I am preparing a sermon and I am using this as one of my main texts. Going through different commentaries, I did not realize that people disagreed with the latter part of verse 18, where hades is understood as demonic forces/principalities/dominion etc. It seems some of the commentaries are interpreting the gates of hades as simply death or literally hell. Thus, the verse would be talking about the Church would have victory over death rather then the evil forces of the world.

Granted, most of the commentaries that state this are dispensational commentaries but wanted to see if there was another reason why they would be interpreting this as simply death rather then Church conquering the evil forces of the world.


----------



## Willem van Oranje (Jul 20, 2010)

T.A.G. said:


> I am preparing a sermon and I am using this as one of my main texts. Going through different commentaries, I did not realize that people disagreed with the latter part of verse 18, where hades is understood as demonic forces/principalities/dominion etc. It seems some of the commentaries are interpreting the gates of hades as simply death or literally hell.
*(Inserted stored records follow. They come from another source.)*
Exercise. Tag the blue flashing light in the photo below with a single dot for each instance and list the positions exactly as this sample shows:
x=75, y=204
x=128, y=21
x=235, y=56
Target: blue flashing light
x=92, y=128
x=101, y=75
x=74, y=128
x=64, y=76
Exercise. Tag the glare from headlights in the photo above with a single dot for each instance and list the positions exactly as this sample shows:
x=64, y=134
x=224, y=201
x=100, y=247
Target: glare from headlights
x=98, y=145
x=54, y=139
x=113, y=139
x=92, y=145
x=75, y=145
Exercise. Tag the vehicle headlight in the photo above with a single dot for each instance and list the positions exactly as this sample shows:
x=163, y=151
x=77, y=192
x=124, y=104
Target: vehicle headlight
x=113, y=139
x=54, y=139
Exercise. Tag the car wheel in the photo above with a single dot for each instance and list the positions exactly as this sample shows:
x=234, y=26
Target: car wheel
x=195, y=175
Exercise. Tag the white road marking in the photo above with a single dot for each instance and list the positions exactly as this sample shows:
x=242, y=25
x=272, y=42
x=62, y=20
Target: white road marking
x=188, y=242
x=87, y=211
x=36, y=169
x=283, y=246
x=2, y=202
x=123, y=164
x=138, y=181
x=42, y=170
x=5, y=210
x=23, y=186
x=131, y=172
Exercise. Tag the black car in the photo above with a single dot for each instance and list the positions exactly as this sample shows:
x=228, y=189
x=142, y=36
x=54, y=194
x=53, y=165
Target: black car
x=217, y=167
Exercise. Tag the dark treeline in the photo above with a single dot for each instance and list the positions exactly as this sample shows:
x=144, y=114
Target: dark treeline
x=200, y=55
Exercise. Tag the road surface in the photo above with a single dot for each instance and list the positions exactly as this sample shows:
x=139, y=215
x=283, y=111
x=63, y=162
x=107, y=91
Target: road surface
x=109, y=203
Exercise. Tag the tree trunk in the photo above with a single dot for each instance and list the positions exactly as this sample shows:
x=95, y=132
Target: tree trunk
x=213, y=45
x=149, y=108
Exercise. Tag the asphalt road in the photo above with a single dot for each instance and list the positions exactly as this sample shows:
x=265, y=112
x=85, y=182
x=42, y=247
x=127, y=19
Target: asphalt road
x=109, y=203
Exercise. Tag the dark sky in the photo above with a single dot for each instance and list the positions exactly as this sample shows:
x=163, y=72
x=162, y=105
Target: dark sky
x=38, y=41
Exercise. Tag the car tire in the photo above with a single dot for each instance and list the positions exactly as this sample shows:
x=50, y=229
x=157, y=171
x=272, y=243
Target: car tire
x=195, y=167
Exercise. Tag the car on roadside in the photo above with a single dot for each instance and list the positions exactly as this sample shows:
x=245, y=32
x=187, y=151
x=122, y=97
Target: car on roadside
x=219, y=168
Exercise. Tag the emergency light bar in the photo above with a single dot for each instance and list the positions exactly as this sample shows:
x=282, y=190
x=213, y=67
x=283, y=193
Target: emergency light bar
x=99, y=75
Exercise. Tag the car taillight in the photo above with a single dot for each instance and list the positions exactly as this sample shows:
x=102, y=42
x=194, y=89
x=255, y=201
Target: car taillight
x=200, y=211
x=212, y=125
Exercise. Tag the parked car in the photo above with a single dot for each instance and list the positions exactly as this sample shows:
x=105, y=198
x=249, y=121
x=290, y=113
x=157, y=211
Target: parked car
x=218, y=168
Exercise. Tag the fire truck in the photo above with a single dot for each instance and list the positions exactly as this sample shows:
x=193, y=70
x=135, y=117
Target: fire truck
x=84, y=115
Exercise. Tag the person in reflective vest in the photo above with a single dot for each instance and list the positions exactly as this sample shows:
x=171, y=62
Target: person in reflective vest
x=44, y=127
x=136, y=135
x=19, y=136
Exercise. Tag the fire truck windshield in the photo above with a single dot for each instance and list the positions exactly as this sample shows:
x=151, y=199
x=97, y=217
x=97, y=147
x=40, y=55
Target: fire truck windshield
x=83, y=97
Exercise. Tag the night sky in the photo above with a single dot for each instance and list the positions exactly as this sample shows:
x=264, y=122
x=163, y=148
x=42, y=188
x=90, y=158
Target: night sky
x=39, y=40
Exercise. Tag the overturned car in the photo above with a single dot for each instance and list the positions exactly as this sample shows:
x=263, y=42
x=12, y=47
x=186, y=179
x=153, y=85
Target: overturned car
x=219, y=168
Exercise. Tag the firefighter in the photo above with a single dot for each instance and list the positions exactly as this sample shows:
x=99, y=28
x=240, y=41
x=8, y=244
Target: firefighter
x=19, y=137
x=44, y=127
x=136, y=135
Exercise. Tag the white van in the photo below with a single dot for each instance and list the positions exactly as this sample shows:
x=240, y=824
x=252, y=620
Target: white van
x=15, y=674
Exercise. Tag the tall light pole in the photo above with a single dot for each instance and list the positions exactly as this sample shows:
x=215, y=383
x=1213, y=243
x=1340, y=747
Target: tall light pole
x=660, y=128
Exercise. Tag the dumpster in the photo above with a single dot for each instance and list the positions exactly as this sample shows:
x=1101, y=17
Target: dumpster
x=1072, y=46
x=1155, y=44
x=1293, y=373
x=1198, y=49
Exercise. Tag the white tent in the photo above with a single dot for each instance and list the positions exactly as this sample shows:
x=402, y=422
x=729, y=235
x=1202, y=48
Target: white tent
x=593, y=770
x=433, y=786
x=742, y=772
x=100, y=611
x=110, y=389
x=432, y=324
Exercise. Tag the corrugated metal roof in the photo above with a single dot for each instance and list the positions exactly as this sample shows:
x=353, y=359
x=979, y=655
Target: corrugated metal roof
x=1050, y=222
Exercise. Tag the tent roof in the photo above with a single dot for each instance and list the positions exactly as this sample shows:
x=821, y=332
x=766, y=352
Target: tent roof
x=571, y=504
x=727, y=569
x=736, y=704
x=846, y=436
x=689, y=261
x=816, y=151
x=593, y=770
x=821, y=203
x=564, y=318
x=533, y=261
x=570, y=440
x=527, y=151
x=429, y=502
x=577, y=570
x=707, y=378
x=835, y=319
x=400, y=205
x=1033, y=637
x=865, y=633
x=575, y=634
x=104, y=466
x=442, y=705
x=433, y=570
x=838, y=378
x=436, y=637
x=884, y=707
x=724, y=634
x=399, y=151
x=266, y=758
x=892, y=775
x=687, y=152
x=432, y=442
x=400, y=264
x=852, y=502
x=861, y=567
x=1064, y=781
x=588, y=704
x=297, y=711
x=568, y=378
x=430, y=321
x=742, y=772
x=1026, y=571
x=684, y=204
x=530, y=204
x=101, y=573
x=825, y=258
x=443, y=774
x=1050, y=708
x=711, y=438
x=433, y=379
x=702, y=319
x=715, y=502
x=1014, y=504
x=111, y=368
Thus, the verse would be talking about the Church would have victory over death rather then the evil forces of the world.
> 
> Granted, most of the commentaries that state this are dispensational commentaries but wanted to see if there was another reason why they would be interpreting this as simply death rather then Church conquering the evil forces of the world.


 
Because the word _hades_ is derived from the pagan greek conception of the underworld as the place of the dead. For Christians, it could be considered synonymous with the grave. (Hence, the Apostle's Creed says, "He descended into hades.") It is not a place where the devil reigns from a throne with a pitchfork for a scepter. That is not what hell is. That idea is just late European mythology. This is why, in my opinion, "the gates of hell" cannot be a reference to satan. The devil does not control or rule in hell. God is preparing it to punish him eternally.


----------



## T.A.G. (Jul 20, 2010)

I dont think anyone would believe this is talking about a devil on a throne with a scepter and pitch fork...


----------



## Willem van Oranje (Jul 20, 2010)

T.A.G. said:


> I dont think anyone would believe this is talking about a devil on a throne with a scepter and pitch fork...


 
Ok, well take away the pitchfork and throne, which was just a little added embellishment on my part, and what exactly about the gates of hades could be a reference to Satan?


----------



## Wayne (Jul 20, 2010)

Have you consulted Calvin or any pre-modern commentators? What did you find them saying?

Check this one. His text here is Matthew 16:13-19
Luther, Martin, "Sermon Preached in the Castle at Leipzig on the Day of St. Peter and St. Paul, Luther's Works, 52.53-60.


----------